The auction had a $1 bid increment, so I looked at the help section under bidding on an item. The first question on the list was: “Why was the winning bid less than the bid increment amount higher than my bid?”. This tells me that this happens often enough to be the number one question people ask about bidding. Here is the example they give: “If the first bidder enters a bid of $11, the item price would remain $10 but the next minimum bid would increase to at least $11.00. Any bid amount $11.00 or higher would then be acceptable. Therefore, the next bidder could then enter a bid amount of $11.02. They would then become the high bidder, the item price would increase to $11.02, and the next minimum bid would become $12.02.”
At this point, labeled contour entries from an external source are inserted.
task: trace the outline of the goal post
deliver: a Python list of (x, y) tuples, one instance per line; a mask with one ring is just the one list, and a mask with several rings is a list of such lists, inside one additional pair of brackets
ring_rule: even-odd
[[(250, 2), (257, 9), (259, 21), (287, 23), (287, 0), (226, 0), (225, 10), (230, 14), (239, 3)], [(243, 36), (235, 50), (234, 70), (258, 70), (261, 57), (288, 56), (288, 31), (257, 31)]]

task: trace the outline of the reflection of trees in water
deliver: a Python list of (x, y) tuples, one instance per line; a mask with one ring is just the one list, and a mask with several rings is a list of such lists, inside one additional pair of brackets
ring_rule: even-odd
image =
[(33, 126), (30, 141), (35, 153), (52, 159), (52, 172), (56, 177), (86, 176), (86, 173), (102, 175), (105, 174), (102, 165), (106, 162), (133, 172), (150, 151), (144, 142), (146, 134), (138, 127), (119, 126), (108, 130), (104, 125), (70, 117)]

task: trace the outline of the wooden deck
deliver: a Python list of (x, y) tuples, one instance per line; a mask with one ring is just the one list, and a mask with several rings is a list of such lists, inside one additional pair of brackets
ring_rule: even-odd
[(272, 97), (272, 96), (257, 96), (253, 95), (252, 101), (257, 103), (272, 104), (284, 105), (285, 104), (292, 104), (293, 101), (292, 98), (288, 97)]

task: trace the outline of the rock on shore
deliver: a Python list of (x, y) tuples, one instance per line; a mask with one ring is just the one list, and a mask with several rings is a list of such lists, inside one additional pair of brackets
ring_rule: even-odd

I guess this can go both ways. If they had bid $26.49, I would have won. But since their bid was more than the $1 bid increment and higher than my bid, they won the auction. The thing that has me skeptical is that the bid price at the time was $18. They decided to put in a bid that was $8.52 higher, which just happened to be 2 cents higher than my max bid. How can this happen, unless you knew what my max bid was? Seems like more than just a lucky bid could be in play here. I can’t prove anything, but Goodwill has a track record of questionable hiring and pricing behavior. How hard would it be for an insider to view the max bids and use that information in their favor. I’ve been on Ebay since 2010 and have never lost an auction by such an unusually close margin.